To investigate and compare the clinicopathological characteristics, treatment modalities, and outcomes between the HRD and HRP groups in CRC.

METHODS

Next-generation sequencing was performed on 268 CRC patients to identify tumor-associated genetic alterations and assess their HRD scores and MSI status. Patients with HRD-related gene alterations or an HRD score ≥ 30 were classified into the HRD group, while the remaining patients were assigned to the HRP group. Clinical data, including staging and treatment regimens, were collected for analysis. Cox regression and Kaplan-Meier survival curves were employed to evaluate whether the HRD group demonstrated improved survival outcomes following immunotherapy treatment.

RESULTS

Among the 268 patients, 64 were classified into the HRD group, which had a higher proportion of early-stage CRC diagnoses compared to the HRP group. Kaplan-Meier survival curves indicated significantly better survival rates in the HRD group compared to the HRP group across all cohorts, as well as among MSS patients treated with immunotherapy (P < 0.05).

CONCLUSION

This study demonstrates that CRC patients with HRD have a more favorable prognosis and suggests that HRD status could serve as a predictive marker for immunotherapy response in MSS patients.
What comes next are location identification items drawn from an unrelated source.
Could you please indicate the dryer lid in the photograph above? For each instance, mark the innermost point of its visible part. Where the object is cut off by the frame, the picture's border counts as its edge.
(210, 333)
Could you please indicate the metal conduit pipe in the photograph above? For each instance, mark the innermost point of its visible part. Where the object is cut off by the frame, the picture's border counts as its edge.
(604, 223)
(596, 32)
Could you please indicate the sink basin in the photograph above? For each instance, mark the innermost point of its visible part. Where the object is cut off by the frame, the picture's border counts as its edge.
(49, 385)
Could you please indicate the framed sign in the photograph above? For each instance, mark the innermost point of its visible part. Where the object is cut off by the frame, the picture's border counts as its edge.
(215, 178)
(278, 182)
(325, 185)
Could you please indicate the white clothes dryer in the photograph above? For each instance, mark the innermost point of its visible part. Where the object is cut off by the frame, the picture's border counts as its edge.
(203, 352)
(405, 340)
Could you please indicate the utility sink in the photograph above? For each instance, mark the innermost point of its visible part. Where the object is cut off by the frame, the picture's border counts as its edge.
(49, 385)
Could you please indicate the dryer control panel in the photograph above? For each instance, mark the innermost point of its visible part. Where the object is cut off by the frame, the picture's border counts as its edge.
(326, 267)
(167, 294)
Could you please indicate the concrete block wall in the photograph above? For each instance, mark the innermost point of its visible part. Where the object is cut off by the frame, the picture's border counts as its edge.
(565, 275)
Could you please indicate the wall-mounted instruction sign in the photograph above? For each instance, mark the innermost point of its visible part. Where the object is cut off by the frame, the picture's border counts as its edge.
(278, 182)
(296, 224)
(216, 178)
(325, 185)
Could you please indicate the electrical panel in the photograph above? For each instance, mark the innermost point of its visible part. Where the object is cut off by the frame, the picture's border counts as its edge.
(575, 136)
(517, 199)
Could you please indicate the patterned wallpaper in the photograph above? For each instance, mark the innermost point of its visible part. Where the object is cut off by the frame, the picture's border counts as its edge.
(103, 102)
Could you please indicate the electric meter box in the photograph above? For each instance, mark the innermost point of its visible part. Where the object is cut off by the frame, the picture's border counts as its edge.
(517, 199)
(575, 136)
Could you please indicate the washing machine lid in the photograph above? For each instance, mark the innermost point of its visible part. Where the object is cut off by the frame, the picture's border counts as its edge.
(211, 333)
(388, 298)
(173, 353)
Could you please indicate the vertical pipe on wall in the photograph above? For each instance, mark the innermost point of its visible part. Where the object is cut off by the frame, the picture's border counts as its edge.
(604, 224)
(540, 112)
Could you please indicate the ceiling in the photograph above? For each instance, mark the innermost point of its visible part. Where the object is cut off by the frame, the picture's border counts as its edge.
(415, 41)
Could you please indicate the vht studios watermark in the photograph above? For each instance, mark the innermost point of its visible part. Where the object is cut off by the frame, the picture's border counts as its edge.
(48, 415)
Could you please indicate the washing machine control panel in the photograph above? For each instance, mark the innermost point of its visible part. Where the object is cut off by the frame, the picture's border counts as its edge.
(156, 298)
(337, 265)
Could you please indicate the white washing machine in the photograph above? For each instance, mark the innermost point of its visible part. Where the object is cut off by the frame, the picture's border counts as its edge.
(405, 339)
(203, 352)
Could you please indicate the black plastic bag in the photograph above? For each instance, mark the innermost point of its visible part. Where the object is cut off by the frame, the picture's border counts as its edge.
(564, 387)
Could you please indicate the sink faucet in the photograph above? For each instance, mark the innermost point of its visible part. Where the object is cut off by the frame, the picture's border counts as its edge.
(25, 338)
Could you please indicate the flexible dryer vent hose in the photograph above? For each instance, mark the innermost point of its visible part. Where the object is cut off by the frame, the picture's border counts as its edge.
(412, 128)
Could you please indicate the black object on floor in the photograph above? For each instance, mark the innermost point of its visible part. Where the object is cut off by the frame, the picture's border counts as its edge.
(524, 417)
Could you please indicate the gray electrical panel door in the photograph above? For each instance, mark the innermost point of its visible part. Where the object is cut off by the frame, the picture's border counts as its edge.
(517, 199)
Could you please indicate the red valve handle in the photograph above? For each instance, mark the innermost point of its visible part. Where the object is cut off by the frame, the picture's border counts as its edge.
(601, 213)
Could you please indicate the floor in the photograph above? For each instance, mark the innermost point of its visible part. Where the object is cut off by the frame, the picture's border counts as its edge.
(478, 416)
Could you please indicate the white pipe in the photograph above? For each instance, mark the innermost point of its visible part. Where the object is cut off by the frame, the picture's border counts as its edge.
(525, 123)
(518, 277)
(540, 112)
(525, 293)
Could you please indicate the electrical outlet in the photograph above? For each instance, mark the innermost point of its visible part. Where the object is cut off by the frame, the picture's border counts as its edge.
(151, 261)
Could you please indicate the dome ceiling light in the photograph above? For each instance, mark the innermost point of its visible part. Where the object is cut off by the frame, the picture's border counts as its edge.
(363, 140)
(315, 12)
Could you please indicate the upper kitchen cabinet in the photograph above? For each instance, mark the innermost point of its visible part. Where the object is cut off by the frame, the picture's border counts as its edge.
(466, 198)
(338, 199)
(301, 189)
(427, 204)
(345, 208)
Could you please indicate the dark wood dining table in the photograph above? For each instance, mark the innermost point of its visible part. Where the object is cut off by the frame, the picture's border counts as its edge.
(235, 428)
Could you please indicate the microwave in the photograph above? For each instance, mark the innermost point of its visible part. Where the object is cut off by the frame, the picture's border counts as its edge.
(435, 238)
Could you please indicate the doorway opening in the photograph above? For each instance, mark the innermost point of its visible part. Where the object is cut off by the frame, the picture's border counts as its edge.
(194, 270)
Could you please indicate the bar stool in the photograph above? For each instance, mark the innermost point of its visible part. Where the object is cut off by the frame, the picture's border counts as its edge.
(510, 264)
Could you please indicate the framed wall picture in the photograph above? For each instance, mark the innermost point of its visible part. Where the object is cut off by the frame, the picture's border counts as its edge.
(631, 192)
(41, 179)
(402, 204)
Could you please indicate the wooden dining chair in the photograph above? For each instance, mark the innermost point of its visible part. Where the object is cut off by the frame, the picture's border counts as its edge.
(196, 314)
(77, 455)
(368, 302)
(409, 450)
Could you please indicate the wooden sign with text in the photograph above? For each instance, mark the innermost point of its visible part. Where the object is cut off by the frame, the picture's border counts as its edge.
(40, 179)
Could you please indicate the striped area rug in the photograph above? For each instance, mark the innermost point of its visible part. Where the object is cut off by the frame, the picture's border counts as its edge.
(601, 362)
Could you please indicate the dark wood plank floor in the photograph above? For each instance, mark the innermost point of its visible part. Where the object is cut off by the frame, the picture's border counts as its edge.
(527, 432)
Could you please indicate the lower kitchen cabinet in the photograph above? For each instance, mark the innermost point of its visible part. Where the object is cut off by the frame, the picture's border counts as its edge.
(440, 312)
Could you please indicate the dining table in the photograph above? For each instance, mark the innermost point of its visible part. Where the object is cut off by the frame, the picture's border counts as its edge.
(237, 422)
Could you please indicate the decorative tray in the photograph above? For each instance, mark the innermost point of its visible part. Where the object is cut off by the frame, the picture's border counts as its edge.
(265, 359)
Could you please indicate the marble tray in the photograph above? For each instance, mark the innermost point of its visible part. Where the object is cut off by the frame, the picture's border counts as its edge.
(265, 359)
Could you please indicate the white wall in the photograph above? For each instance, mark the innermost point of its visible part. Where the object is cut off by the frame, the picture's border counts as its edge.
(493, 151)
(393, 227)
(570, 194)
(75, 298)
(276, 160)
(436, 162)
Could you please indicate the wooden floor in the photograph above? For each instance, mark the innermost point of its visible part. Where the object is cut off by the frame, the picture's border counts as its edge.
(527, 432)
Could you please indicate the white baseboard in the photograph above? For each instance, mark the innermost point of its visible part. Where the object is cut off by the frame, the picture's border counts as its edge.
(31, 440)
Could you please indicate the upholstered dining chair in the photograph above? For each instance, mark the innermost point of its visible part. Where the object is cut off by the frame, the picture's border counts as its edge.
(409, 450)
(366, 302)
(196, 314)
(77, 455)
Keywords: Colorectal cancer; Homologous recombination deficiency; Microsatellite-stable; Prognosis; Immunotherapy

Core Tip: This study evaluates the effectiveness of immunotherapy in microsatellite-stable (MSS) colorectal cancer (CRC) patients with homologous recombination deficiency (HRD). By analyzing 268 CRC patients through next-generation sequencing, the research identifies a significant correlation between HRD status and improved survival outcomes. Notably, MSS patients with HRD exhibited better prognoses when treated with immunotherapy compared to those with homologous recombination proficiency. These findings suggest that HRD status may serve as a critical predictive marker for immunotherapy response in MSS CRC patients.